Streit um Aktion

Linken-Abgeordnete soll Polizei behindert haben

Angriff mit Blumenstrauß: Anke Domscheit-Berg bestreitet die Vorwürfe und legt Widerspruch gegen einen Strafbefehl ein.

Linken-Abgeordnete Anke Domscheit-Berg soll mit einem Blumenstrauß nach einer Kamera geschlagen haben.

Linken-Abgeordnete Anke Domscheit-Berg soll mit einem Blumenstrauß nach einer Kamera geschlagen haben.

Foto: Ralf Hirschberger / dpa

Seit vier Jahren beschäftigt sich die Berliner Justiz mit der Politikerin Anke Domscheit-Berg. Die 51-Jährige, die seit 2017 als Abgeordnete für die Linkspartei im Bundestag sitzt, soll im Juni 2015 bei einer Kundgebung vor dem Reichstag polizeiliche Maßnahmen massiv behindert und eine Polizistin verletzt haben. Seit Freitag muss sich das Landgericht mit dem Fall befassen, der inzwischen in die dritte Runde geht.
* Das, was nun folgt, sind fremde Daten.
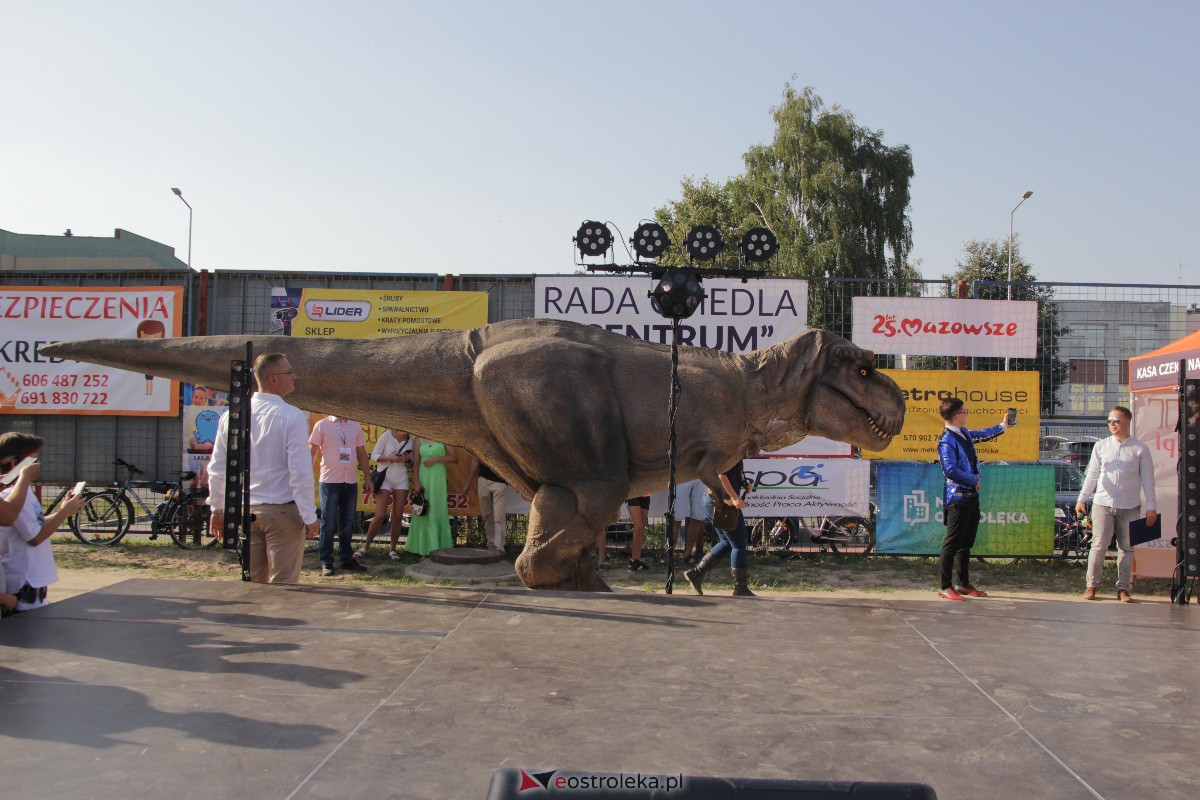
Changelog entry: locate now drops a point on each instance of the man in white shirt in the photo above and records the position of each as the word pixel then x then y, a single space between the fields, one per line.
pixel 281 480
pixel 1120 471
Die Veranstaltung bei der es vor nunmehr vier Jahren zu der angeklagten Tat gekommen sein soll, hatte das „Zentrum für politische Schönheit“ organisiert, um gegen die Flüchtlingspolitik und den Tod zahlreicher Flüchtlinge im Mittelmeer zu demonstrieren. Mit dabei: Die Angeklagte und ihr Ehemann. Über den Ablauf der Kundgebung und des Polizeieinsatzes gibt es bis heute zwei Versionen.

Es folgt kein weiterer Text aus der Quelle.